I booked a tour by speedboat that included Phi Phi Lee with visits to Maya Beach, Loh Samah Bay and Viking Cave (i think ours missed Pileh Lagoon L), Phi Phi Don with Monkey Beach and lunch, and finally a stopover at Khai Nai island. Monkey Beach is located on the west coast of Phi Phi Don. It is simply a stunning 150m-long strip of white powdery sand fringed by emerald water, home to a colony of wild monkeys. Khai Nai was a bonus, another beautiful island where I could enjoy a drink but I wouldn’t recommend it for snorkeling. The shallow, fuzzy water and the tiny stones made it pretty difficult and I didn’t see much to be honest. I skipped Phang Nga Bay (home to James Bond Island.) as I’ve read there’s not much to see, you decide if it’s in your interest.
The lush green, soft sandy beaches, transparent, sparkling aquamarine waters kept on, on another tour this time to Coral island. As you can imagine this was a relaxing tour with no other stopovers. It's called coral for a reason, right; great opportunity to snorkel and discover the impressive coral reef. The island features two main beaches, Long Beach and Banana Beach. Banana Beach is within reach of a 15 minute walk from the eastern end of Long Beach leading through a jungle. It may not be ideal for the elderly but it was a pleasant walk for me even with slippers. The highlight of the trip, I should say, was Banana Beach for me. Enjoying the crystal-clear sea, along with a drink on a deck chair, your feet on pristine white sands under nodding palm trees... what else would one want; less crowd perhaps? Here yes, that’s what made the experience a whole.

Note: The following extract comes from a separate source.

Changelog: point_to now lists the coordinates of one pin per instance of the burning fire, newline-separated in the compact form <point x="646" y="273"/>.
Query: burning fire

By the way, the tours to islands are on or off depending on the weather, they are pretty careful about that. Same goes with sea; when it is rough, lifeguards only allow you to swim in a restricted area. Other watersports options include kayaking, sailing, surfing, kite surfing. If you’re around in December, watch out for The King’s Cup Regatta.
If you’re up for partying and happen to be there at full moon, the full moon party in Koh Phangan may be a good alternative. In the open-air nightclub, expect festival-like atmosphere, great music, fire shows and huge quantities of alcohol (your childhood bucket for sand serves as a glass here :-p). If you’re wondering where the sparkle and glow come from, it’s not the fireflies but the neon painted bodies and UV strip lights 😉
Don’t forget to:
- Try instant ice-cream rolls
- Have a massage, as much as you can 😀 My favourite was the foot massage
- Pay attention to butterflies in its heaven
- Have a mosquito spray (you can buy it from 7-11 stores, too, they are in fact very convenient for shopping)
- Have US dollars for exchange
What to watch out for:
- My biggest advice for Phuket is for you to exchange money all at once if possible. It was a hassle to have to exchange it a couple of times (as it sounds too much, I avoided exchanging bigger amounts) with offices not in the area, or out-of-office hours and worst, they don’t accept bills less than $100! On the last day, I just needed some for the cab drive but hey even the hotel didn’t help and their usual smile wasn’t as fun then. I had to ARGUE at the airport as I had seen smaller bills in their hands and witnessed they rejected other who didn’t resist. So, beware!
- You bargain for shopping and even transportation. The tuk tuks will cost you around the same as a taxi, so you might prefer an air-conditioned choice there.